Seulement le chiot n’est pas une page blanche. Suivant l’endroit d’où il vient il aura des acquis très différents. Prenons quelques exemples très différents.
Le premier c’est un chiot qui grandit au milieu d’un certain nombre de chiens et d’humains dans une maison. Il apprend donc la communication canine, mais également à être zen avec les humains et les chiens. C’est un cadre de vie épanouissant et recommandable. Par contre, avant son arrivée, il ne sort quasiment pas et lorsqu’il arrive finalement il est insortable. Il a peur des plaques d’égouts, des poubelles, des panneaux publicitaires, des voitures, … Pire encore il ne dort pas. Pourquoi ? Ce n’est pas une évidence et cela vient pourtant de son lieu d’élevage. Il avait appris à dormir lorsqu’on le remettait en parc et uniquement dans ce cadre-là. Donc il ne dort pas, il tombe d’épuisement, fait des petites siestes quand il n’en peut plus, se relève, saute sur les humains, mordille, ne s’arrête pas. Avec l’épuisement vient l’énervement qui le rend encore pire. Ce n’est pourtant qu’un chiot, c’est censé être facile. Ca ne l’est pas.

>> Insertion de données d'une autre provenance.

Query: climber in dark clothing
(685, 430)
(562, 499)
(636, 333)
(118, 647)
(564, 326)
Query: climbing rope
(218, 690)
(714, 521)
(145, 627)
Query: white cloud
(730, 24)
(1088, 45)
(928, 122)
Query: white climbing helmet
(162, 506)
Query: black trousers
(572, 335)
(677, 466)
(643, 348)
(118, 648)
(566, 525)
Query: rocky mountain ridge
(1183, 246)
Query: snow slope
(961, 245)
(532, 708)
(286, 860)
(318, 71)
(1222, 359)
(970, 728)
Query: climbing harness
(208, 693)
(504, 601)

Avec lui voici ce qu’il fallait faire :
- lui apprendre à se reposer en dehors d’un parc
- lui apprendre chaque objet de l’extérieur un par un
Il est arrivé avec ses facilités et ses difficultés propres. C’est une histoire banale qui peut arriver à n’importe qui. Pourtant si on ne réagit pas assez vite, on peut se retrouver dans une situation très difficile avec un chiot insortable, relativement violent à cause des mordillements et de l’irritation et avec beaucoup de difficulté à créer un lien. Ce chiot n’est pas agréable à vivre, même pas un peu. Et comment lui apprendre la propreté, la marche en laisse ou quoique ce soit en extérieur s’il panique de tout ?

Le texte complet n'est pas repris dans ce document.